- HEADLINES: May Chicago soybean futures push above 50-day moving average; Brazilian Dec-February weather; Future Mexican corn import demand.
- Chicago values are mixed at midday with the grains weaker and soybeans firmer. There was solid volume on the morning reopening, but activity following the first 30 minutes dried up. Grains have a mixed tone while soybeans feel supported at midday with the charts providing clues for the close.
- Traders are watching to see if May soybean futures can close above their 50-day moving average at $11.9625. Soybeans have been flirting with the 50-day with rallies above and breaks below over the past 5 trading sessions. However, May soybean futures have been unable to close above this resistance. The last time that May soybean futures were able to close above the 50-day moving average was back on December 11. The chart pattern that is forming is a bull flag with breaks to support at $11.70-11.80 uncovering fund short covering. Key for Chicago going home is whether May soybeans can finish above $11.96.
- World wheat futures are under pressure from the sizeable amount of wheat offered to Egypt’s GASC in today’s tender. We counted 34 separate offers for the May 5-15 shipment period which reflects the abundance of Russia/European old crop supply. The cheapest fob wheat offer was Bulgarian wheat at $232.50/mt. US/Paris wheat futures are in decline on the remainder of large old crop wheat availability. World wheat futures declined based on this availability. However, new crop supplies are becoming more important with each passing day. The ongoing wet weather pattern for W Europe and dryness across the Black Sea is gaining attention, but it is far too early in the growing season to cut yield or planted acres. That becomes possible in April/May with a static pattern.

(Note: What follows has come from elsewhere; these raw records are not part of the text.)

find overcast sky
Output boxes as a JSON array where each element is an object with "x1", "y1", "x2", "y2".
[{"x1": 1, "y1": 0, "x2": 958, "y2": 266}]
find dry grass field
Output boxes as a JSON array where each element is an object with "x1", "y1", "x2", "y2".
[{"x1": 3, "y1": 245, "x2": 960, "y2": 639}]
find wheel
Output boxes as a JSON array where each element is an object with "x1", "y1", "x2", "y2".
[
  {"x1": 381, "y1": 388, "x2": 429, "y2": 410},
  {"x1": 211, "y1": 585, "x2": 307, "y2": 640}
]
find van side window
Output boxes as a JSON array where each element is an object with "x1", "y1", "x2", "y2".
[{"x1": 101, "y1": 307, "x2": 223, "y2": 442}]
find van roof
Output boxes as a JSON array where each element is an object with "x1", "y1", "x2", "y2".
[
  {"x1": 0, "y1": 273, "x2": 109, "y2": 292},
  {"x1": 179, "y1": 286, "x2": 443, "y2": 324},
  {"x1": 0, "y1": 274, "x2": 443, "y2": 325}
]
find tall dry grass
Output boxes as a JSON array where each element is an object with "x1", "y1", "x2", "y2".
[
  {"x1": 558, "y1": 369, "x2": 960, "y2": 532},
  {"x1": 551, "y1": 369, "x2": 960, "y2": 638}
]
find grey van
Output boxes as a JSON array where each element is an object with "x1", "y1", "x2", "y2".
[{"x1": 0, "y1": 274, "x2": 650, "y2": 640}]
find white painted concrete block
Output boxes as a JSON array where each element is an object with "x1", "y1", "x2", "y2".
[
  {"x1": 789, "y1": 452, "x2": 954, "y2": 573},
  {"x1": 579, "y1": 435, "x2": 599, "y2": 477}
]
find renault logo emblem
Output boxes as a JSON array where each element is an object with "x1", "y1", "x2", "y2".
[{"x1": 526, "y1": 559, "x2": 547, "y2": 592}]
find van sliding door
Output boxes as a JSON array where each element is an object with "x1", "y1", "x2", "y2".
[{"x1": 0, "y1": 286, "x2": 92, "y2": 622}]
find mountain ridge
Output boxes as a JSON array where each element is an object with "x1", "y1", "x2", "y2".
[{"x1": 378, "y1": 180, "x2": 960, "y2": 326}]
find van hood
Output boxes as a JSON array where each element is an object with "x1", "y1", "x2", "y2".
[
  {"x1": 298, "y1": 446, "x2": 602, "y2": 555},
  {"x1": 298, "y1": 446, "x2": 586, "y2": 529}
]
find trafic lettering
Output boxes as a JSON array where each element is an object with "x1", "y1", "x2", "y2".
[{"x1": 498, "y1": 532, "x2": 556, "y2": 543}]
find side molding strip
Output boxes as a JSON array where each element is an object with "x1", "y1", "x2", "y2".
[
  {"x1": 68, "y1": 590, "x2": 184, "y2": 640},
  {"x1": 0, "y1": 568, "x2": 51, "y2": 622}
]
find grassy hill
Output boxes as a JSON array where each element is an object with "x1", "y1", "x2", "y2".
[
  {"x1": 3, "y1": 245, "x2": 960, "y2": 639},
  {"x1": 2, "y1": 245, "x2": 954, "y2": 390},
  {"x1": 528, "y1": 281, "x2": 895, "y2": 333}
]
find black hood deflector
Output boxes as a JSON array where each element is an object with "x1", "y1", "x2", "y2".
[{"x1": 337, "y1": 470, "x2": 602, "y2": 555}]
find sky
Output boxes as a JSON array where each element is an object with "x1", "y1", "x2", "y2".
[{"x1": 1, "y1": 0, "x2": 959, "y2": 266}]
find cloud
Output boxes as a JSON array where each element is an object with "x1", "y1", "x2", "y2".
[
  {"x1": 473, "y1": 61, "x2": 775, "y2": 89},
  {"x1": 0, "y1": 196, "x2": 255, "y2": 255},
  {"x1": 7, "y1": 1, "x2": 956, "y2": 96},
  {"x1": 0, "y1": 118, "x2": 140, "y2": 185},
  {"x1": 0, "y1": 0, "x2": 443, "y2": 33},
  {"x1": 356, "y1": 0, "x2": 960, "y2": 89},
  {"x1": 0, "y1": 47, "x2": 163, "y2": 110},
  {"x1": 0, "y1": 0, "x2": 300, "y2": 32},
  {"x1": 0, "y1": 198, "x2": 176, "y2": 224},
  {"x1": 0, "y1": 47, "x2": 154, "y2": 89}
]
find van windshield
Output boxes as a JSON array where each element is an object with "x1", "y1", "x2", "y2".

- Chicago brokers estimate that managed money has sold 5,100 contracts of wheat and 3,100 contracts of corn, while buying 3,600 contacts of soybeans. In the soy products, funds have bought 3,000 contracts of soymeal and 1,200 contracts of soyoil. Funds are holding sizeable net short positions in soybeans/soymeal.
- We have been reflecting on the record large 8.2 million mt disparity of public crop estimates between CONAB and USDA on the 2024 Brazilian soybean crop. We have no way of knowing which is correct, but we are attaching seasonal temperature and rainfall anomalies for the growing season broken down into 2 quarters, Sept-November and December-February. All that can be said is that this year’s 2023/24 Brazilian growing season was the warmest on record and one of the driest. Under this growing weather, USDA is forecasting Brazilian soy yield to (50.2 bushels/acre) be down just 3.7% vs trend and down 6.9% from last year’s record.
- US weekly ethanol production totaled 308 million gallons, up 5% from last year and on pace for WASDE to raise their 2023/24 US corn grind to 5,400 million bu. Amid the inclusion of E15 year round across the Midwest, the 2024/25 US corn grind could reach a record 5,475 million bu. Seasonally, ethanol prices rise into June.
- The US ag attaché in Mexico released their balance sheet on Mexican corn demand, imports, and usage for the 2024/25 crop year. The report expects that Mexico will import a record 22 million mt of corn in 2024/25 on surging feed demand. This would be a record 865 million bu of corn that would come mostly from the US. In coming years, Mexico could become the world’s largest corn importer.
- The US Central Bank will update their interest rate policy near the Chicago close. We expect that they will keep rates higher for longer based on stubborn inflation and the difficulty of the last mile to getting inflation beat down to their 2.0% target. Watch the US dollar and how it reacts to the US Central Bank policy. We look for US weekly export sales to be poor for wheat on the already announced daily Chinese cancellations. Soybean sales will be poor on competition. US corn and soymeal sales should be solid. Note that US soymeal continues to be shipped with limited switching to Argentina with a record 3.4 million mt of open US meal sales on the books. March corn futures have now traded at $4.39 for the past 10 trading days. We look for additional short covering into the USDA March 28 Stocks/Seeding Intentions report.